Analysts have revealed an interesting case of advanced threat actors, with victims in overlapping locations, targeting one another in an “APT-on-APT” attack.
According to Kaspersky Lab, which detailed the findings on Wednesday, researchers spotted the occurrence while analyzing a spear-phishing email delivered by the Naikon group last February – an advanced persistent threat (APT) actor primarily active in the Philippines, Malaysia, Cambodia and other countries around the South China Sea.
When the target of the phishing email received Naikon's correspondence, however, they didn't respond by taking the bait and opening the malicious attachment, or even by reporting it to their IT department, Kaspersky said.
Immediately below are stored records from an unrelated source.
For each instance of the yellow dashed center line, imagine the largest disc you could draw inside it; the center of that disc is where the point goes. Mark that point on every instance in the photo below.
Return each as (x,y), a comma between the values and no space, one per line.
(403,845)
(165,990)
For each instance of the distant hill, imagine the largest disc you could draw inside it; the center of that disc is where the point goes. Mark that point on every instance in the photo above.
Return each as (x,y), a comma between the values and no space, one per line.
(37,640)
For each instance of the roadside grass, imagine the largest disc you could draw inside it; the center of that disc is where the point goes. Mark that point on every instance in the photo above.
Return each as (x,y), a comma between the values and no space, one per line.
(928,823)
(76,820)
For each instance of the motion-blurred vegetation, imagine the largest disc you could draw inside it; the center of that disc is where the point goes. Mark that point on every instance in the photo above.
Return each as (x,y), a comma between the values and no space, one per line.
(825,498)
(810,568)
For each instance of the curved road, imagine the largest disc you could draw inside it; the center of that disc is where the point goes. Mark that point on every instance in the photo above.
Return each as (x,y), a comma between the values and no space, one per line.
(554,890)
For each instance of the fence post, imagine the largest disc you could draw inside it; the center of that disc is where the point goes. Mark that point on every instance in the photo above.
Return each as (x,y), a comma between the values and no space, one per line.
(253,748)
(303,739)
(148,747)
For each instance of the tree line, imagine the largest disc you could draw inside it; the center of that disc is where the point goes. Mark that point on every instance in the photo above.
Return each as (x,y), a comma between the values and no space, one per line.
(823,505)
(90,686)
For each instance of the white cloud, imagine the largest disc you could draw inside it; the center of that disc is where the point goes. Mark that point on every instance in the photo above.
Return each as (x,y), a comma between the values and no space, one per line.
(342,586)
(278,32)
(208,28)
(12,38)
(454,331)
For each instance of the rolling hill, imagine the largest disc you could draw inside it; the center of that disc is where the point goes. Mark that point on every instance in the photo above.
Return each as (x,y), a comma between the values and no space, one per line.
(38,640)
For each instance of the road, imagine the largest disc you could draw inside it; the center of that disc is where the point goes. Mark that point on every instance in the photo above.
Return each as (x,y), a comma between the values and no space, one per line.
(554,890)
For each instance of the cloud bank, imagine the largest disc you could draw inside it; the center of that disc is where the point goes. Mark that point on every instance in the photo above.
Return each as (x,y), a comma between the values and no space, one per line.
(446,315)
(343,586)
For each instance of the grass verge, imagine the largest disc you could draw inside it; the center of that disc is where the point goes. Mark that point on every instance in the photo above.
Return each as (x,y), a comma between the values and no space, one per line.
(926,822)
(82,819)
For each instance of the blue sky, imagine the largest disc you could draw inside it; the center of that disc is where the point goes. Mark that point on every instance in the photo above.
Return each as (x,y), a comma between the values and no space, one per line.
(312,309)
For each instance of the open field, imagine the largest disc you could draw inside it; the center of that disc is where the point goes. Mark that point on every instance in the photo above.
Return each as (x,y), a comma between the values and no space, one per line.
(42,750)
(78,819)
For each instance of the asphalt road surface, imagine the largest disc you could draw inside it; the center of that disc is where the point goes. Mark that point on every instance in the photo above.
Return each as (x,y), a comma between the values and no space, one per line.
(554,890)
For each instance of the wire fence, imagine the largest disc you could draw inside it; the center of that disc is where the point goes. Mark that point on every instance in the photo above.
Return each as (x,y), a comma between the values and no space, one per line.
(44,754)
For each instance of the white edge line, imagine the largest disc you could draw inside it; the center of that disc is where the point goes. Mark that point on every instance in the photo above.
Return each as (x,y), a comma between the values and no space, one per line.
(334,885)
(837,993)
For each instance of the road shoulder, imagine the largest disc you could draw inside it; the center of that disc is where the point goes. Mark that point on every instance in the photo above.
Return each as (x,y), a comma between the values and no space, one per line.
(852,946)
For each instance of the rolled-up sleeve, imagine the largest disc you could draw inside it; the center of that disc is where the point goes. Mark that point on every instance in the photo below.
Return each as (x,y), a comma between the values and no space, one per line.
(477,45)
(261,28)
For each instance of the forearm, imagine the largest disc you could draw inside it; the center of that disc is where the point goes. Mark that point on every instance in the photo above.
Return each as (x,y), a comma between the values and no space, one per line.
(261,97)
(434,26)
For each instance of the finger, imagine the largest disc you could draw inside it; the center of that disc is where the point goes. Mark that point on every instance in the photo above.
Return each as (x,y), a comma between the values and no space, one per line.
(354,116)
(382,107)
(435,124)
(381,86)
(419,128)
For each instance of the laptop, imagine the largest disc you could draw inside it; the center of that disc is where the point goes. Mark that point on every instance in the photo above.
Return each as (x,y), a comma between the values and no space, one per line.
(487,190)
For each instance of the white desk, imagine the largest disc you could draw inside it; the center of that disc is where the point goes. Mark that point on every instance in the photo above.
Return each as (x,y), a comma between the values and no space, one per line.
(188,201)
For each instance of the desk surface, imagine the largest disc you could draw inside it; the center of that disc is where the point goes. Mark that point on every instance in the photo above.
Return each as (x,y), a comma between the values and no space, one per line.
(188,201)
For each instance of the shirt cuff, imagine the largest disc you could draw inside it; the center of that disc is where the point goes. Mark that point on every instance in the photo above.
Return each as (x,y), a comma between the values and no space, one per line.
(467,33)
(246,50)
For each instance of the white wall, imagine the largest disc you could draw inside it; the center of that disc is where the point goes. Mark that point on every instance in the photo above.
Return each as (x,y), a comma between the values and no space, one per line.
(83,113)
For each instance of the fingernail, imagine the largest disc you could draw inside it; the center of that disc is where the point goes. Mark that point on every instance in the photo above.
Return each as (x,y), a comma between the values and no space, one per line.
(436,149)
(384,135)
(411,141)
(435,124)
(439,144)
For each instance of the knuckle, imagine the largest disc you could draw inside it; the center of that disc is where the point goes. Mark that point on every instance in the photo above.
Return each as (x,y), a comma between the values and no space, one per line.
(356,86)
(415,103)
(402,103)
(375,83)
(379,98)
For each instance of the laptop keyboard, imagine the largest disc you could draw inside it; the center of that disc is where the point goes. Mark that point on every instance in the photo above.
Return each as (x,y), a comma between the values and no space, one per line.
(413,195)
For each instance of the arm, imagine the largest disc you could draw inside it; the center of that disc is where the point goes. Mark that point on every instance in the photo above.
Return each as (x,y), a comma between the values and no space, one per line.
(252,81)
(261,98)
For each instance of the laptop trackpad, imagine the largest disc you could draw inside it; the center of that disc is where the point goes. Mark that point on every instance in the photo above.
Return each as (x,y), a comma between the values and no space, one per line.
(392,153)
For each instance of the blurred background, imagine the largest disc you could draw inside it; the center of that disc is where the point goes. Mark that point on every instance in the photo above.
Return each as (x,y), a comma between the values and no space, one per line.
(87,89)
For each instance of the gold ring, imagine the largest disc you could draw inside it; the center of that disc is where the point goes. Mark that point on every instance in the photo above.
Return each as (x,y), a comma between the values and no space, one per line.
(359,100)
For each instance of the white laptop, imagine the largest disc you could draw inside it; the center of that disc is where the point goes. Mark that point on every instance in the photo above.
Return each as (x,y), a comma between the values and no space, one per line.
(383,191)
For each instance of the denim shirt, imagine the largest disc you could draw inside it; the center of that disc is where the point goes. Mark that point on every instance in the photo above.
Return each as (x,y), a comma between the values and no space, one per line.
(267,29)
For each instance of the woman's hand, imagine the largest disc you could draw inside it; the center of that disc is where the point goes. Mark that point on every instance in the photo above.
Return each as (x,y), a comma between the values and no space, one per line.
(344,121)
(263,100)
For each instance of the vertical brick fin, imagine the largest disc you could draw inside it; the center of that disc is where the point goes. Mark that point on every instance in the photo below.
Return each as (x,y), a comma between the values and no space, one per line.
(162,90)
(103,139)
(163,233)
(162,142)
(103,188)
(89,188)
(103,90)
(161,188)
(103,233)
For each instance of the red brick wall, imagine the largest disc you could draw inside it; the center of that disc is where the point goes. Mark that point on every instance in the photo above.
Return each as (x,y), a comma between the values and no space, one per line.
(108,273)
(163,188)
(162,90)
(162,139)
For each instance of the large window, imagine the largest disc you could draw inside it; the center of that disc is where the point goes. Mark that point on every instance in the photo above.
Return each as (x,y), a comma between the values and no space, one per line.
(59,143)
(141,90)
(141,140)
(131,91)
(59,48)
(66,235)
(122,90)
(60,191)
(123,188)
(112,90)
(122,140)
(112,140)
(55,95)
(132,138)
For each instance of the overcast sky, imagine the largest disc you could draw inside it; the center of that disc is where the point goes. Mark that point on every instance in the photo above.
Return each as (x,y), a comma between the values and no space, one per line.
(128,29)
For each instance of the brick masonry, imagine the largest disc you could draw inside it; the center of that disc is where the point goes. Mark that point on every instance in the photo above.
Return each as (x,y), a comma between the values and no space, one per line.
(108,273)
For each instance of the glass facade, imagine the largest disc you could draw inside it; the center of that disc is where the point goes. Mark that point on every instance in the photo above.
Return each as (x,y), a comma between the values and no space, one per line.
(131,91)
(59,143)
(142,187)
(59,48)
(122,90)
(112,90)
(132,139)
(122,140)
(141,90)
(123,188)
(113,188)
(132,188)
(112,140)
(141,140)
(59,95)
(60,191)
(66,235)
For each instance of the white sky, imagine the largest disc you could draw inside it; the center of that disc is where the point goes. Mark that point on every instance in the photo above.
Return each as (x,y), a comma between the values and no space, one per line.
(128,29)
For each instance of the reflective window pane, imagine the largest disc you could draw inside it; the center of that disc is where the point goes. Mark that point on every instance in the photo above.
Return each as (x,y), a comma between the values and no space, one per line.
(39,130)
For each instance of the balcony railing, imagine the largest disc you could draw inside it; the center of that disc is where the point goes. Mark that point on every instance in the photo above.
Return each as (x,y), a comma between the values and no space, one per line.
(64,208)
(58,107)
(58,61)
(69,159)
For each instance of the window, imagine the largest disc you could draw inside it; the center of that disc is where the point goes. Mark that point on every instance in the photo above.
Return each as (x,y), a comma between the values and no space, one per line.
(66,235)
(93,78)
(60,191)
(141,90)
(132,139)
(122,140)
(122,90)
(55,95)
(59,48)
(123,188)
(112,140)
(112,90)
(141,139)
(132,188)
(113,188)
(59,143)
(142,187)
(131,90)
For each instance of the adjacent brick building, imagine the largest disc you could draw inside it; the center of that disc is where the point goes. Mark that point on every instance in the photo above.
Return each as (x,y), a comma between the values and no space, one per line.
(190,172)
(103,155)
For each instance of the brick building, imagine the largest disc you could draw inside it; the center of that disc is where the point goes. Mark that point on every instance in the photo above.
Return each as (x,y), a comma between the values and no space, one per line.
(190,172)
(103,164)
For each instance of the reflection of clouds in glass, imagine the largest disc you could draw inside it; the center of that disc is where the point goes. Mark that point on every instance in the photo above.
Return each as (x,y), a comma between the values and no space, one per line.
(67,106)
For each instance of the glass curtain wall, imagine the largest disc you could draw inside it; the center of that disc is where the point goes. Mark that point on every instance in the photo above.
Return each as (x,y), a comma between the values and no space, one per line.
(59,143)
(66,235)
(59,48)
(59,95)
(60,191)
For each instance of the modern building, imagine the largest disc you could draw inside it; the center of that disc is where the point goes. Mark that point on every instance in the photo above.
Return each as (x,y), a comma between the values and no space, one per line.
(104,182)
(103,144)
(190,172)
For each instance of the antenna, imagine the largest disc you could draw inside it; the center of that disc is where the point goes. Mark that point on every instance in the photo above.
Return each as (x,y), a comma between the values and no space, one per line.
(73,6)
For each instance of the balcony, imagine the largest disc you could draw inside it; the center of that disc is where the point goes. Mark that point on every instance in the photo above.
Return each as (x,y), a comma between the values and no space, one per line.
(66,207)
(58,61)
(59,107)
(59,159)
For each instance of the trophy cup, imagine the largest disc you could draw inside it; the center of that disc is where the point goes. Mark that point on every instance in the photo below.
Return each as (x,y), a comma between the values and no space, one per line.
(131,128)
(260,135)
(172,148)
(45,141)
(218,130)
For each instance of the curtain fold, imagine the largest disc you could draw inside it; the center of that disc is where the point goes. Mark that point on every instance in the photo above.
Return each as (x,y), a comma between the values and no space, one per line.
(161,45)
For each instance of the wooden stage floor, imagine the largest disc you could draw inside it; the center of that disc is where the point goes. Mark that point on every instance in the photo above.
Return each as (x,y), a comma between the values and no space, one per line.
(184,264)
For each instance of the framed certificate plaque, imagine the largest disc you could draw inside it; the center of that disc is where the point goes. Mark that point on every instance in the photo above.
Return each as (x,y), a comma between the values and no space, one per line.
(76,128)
“Instead of opening the document or choosing to open it on an exotic platform, they decided to check the story with the sender,” Kaspersky's blog post said. In response, the seemingly unphased attacker attempted to verify that the email was legitimate by posing as an worker for a government agency.
Surprisingly enough, the next email exchange involved the so-called “target” sending the "attacker" their own booby-trapped email.
“The attachment [in the email was] a RAR archive with password, which allows it to safely bypass malware scanners associated with the free email account used by the attackers,” Kaspersky explained. “Inside the archive we find two decode PDF files and one SCR file [image].”
The SCR file, a backdoor, was capable of downloading and uploading files as well as updating and uninstalling itself from victims' machines. Of note, Kaspersky found that the malware had previously been used to target government networks in Malaysia, the Philippines and Indonesia, and diplomatic agencies in the U.S. The infrastructure supporting the malware attacks was also linked with other APT groups, including one, dubbed “Hellsing,” which Kaspersky noted as similarly having targets in the South China Sea area.